We will add it in defensive pathset to net-next following this patchseries
is merged.

>> + rvu->kpu.kpus = fw_kpus;
>> + profile->kpus = fw_kpus;
>> + profile->from_fs = true;
>> + return 0;
>> +}
>The success path leaves rvu->kpu_fwdata_sz non-zero while
>rvu->kpu_fwdata has been set to NULL. The error path correctly zeroes
>both.
>npc_load_mkex_profile() and npc_cn20k_load_mkex_profile() consult
>kpu_fwdata_sz to decide whether to skip the FW-DB mkex lookup, so the
>asymmetry is harmless today, but any future consumer that uses
>kpu_fwdata_sz to gate a kpu_fwdata dereference will hit a NULL deref.
>Could kpu_fwdata_sz be cleared symmetrically on success?
This is intentional. We dont need to keep this symmetry.

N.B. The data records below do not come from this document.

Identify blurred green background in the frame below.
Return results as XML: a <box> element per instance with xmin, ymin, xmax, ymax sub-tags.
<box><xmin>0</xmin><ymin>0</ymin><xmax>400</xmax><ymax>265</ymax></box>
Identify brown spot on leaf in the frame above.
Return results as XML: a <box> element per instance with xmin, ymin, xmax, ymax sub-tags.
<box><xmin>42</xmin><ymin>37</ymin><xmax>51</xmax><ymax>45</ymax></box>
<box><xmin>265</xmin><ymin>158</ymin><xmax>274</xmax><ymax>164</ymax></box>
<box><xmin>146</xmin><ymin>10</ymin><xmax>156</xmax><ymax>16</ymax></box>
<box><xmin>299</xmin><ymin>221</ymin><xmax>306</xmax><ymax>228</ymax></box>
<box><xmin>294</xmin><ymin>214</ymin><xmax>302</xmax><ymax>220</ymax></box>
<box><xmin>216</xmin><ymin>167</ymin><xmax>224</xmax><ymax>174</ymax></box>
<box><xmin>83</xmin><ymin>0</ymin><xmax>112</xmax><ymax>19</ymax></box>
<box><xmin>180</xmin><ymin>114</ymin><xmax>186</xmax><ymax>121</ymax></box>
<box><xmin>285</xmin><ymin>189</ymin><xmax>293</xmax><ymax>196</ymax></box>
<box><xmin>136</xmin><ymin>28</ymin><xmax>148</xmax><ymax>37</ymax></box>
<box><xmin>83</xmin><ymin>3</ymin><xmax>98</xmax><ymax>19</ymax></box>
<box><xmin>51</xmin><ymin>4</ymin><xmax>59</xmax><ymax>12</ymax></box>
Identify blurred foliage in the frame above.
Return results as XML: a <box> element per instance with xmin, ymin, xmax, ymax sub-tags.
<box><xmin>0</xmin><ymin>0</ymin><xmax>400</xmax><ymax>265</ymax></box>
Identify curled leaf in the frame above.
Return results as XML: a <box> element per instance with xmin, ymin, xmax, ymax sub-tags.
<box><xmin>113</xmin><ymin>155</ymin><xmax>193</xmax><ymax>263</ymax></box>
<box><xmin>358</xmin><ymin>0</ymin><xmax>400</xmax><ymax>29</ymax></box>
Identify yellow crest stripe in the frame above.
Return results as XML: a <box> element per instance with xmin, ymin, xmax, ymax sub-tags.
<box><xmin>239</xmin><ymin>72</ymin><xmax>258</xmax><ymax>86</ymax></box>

>> +void npc_load_kpu_profile(struct rvu *rvu)
>> +{
>[ ... ]
>> + /* Filesystem-based KPU loading is not supported on cn20k.
>> + * npc_prepare_default_kpu() was invoked earlier, but control
>> + * reached this point because the default profile was not selected.
>> + * No need to call it again.
>> + */
>> + if (!is_cn20k(rvu->pdev)) {
>> + if (!npc_load_kpu_profile_from_fs(rvu))
>> + return;
>> + }
>> +
>> + /* First prepare default KPU, then we'll customize top entries. */
>> + npc_prepare_default_kpu(rvu, profile);
>> + if (!npc_load_kpu_profile_from_fw(rvu))
>> + return;
>>
>> npc_prepare_default_kpu(rvu, profile);
>> }
>The comment says "No need to call it again" but the very next executable
>line after the if (!is_cn20k(...)) block is exactly
>npc_prepare_default_kpu(rvu, profile). The second call is in fact needed
>on non-cn20k to reset state corrupted by a partial FS attempt before the
>FW path runs. Could the comment be reworded to reflect that?
>
This indicate that npc_prepare_default_kpu() called above, so we dont have to callit before
calling npc_load_kpu_profile_from_fs() in cn10k.

>[ ... ]
>> for (idx = 0; idx < num_kpus; idx++)
>> npc_program_kpu_profile(rvu, blkaddr, idx, &rvu->kpu.kpu[idx]);
>> +
>> + if (profile->from_fs) {
>> + rvu_write64(rvu, blkaddr, NPC_AF_PKINDX_TYPE(54), 0x03);
>> + rvu_write64(rvu, blkaddr, NPC_AF_PKINDX_TYPE(58), 0x03);
>> + }
>> }
>A few questions about these two writes:
>The pkind indices 54 and 58 match npc.h enum values
>NPC_RX_CPT_HDR_PTP_PKIND = 54 and NPC_RX_CPT_HDR_PKIND = 58 — could
>those named constants be used here so the relationship is explicit?
>The constant 0x03 has no symbolic name in rvu_reg.h, and there is no
>#define for the bits in NPC_AF_PKINDX_TYPE. Could a named macro be added
>that documents what value is being programmed?
>The same function carefully bounds pkind iteration earlier with
>"num_pkinds = min_t(int, hw->npc_pkinds, num_pkinds);" but these two
>writes target indices 54 and 58 unconditionally. hw->npc_pkinds comes
>from NPC_AF_CONST1[19:12] and is silicon-dependent — should these be
>gated on hw->npc_pkinds >= 59 (or on the corresponding pkind being
>defined) to avoid writing undefined CSRs on a future variant?
>Finally, is it intentional that this hardware register configuration is
>chosen based on the load mechanism (from_fs) rather than profile
>content? Any future FS profile that does not expect pkinds 54 and 58 to
>be configured this way would silently misbehave. Could the writes be
>driven from the profile data itself?

This is very customer specific and intentional. I did not find any speific
names for these values as there are many values in npc_profie.h as well.